In a free market economy in a land of free men and women that is a freedom that should be available to all. The ACA does not like freedom; it can’t allow free choices because it can’t work if everyone gets what they want.
The ACA condemns an insurance company’s decision not to accept an individual if they have an existing condition. That is a smart business decision by the insurance company.
I don’t think the over educated and under experienced people who created the ACA understand how insurance works. An individual pays the premiums and expects the insurer to cover the expenses covered by the policy. For medical insurance the insured accepts the concept that they may be paying for something they will not need. The cost of the insurance premium is worth the risk; hopefully they will not have to dig too deeply into their pocket to cover any medical expenses. The insured hopes the only medical expenses they have to pay for will be the premium for the insurance policy.
The insurance company wants the same thing. They have to pay for the expenses of all the insured they cover. They use actuaries to determine how much risk they are exposed to and how much the premiums should be. One significant risk they refused to take is to insure people with preexisting conditions. The risk and exposure does not make it profitable. Profit is a good thing not a bad thing.

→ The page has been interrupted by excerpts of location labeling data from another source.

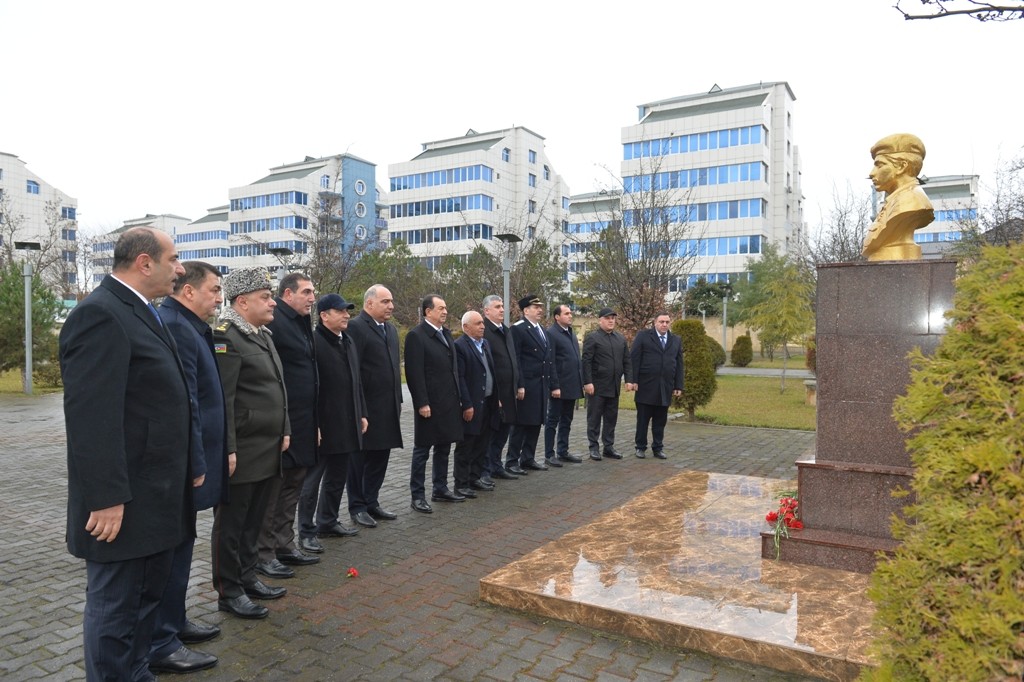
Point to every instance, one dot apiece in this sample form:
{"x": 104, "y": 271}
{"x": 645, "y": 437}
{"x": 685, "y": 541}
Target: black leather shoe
{"x": 243, "y": 607}
{"x": 274, "y": 568}
{"x": 446, "y": 496}
{"x": 194, "y": 633}
{"x": 183, "y": 661}
{"x": 261, "y": 591}
{"x": 338, "y": 530}
{"x": 297, "y": 558}
{"x": 364, "y": 518}
{"x": 310, "y": 545}
{"x": 379, "y": 513}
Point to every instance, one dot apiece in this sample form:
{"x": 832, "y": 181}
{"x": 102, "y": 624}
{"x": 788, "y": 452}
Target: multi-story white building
{"x": 722, "y": 163}
{"x": 270, "y": 219}
{"x": 40, "y": 218}
{"x": 954, "y": 200}
{"x": 463, "y": 192}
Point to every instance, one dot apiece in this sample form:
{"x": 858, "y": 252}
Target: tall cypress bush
{"x": 950, "y": 602}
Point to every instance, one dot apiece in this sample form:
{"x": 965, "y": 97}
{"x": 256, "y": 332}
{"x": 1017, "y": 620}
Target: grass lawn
{"x": 753, "y": 401}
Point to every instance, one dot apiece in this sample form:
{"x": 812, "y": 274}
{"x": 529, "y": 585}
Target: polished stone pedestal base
{"x": 681, "y": 565}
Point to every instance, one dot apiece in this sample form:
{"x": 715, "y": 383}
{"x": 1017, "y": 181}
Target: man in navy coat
{"x": 656, "y": 359}
{"x": 196, "y": 297}
{"x": 569, "y": 372}
{"x": 127, "y": 414}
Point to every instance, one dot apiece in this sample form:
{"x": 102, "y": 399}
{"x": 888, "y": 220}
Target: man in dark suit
{"x": 196, "y": 298}
{"x": 508, "y": 384}
{"x": 479, "y": 406}
{"x": 127, "y": 414}
{"x": 605, "y": 363}
{"x": 342, "y": 421}
{"x": 293, "y": 338}
{"x": 569, "y": 372}
{"x": 376, "y": 343}
{"x": 537, "y": 367}
{"x": 656, "y": 358}
{"x": 258, "y": 433}
{"x": 432, "y": 377}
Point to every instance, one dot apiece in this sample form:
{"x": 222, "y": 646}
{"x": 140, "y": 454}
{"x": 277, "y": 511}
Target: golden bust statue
{"x": 898, "y": 160}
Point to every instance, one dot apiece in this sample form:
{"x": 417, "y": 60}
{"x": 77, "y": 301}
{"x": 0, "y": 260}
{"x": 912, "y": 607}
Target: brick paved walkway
{"x": 414, "y": 612}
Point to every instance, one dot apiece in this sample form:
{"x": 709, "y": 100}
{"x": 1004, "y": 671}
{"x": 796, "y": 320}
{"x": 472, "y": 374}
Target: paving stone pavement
{"x": 414, "y": 611}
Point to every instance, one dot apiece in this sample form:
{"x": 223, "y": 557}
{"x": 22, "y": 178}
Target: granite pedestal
{"x": 869, "y": 316}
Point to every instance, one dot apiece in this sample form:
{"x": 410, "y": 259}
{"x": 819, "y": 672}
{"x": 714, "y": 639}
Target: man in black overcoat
{"x": 127, "y": 415}
{"x": 540, "y": 380}
{"x": 561, "y": 410}
{"x": 196, "y": 298}
{"x": 342, "y": 421}
{"x": 432, "y": 377}
{"x": 507, "y": 380}
{"x": 479, "y": 406}
{"x": 656, "y": 358}
{"x": 293, "y": 337}
{"x": 376, "y": 342}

Profits make the free market economy grow and thrive.
The insurance companies want to collect more in premiums than they have to pay out in expenses so they have profits left over. The actuaries provide the details of the risk and exposure to help management make the decisions to operate the business.

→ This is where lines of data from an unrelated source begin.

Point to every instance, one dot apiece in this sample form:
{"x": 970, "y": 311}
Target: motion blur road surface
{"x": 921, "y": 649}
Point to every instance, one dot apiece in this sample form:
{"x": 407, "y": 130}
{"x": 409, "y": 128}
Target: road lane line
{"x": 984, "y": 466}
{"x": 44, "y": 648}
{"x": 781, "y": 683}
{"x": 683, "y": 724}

Let’s spend a few moments discussing those who have preexisting conditions. A few find themselves trapped, and they have a difficult time because of their conditions but they have other ways to cover their expenses. Most of those who have pre existing conditions get there by choice.
They chose not to pay premiums for health insurance when they were healthy and took the risk that they would not need the insurance. Now they need it and they are stuck with the risk they exposed themselves to.
Another cause is they did not have a job and could not pay for insurance because they didn’t get themselves a job when they should have. Perhaps they never finished school, they don’t have any experience, or they have poor work habits.
These are victims of their own making. Actions have consequences. We all have to prepare ourselves for a job and a career early in life. Parents are part of the process. Parents provide the right guidance and support for their children.
The overeducated and under experienced architects of the ACA think that the young healthy who do not want to pay high premiums for coverage they don’t want are “genetic winners” and they think that insurance companies are evil and unfair for running their business in a responsible way and wanting to make a profit in the process.
They also think that those who failed to get insured and stay insured before they developed preconditions that make them too much risk to allow the company to stay competitive are the victims.
No wonder the ACA doesn’t work and doesn’t look like it can be made to work.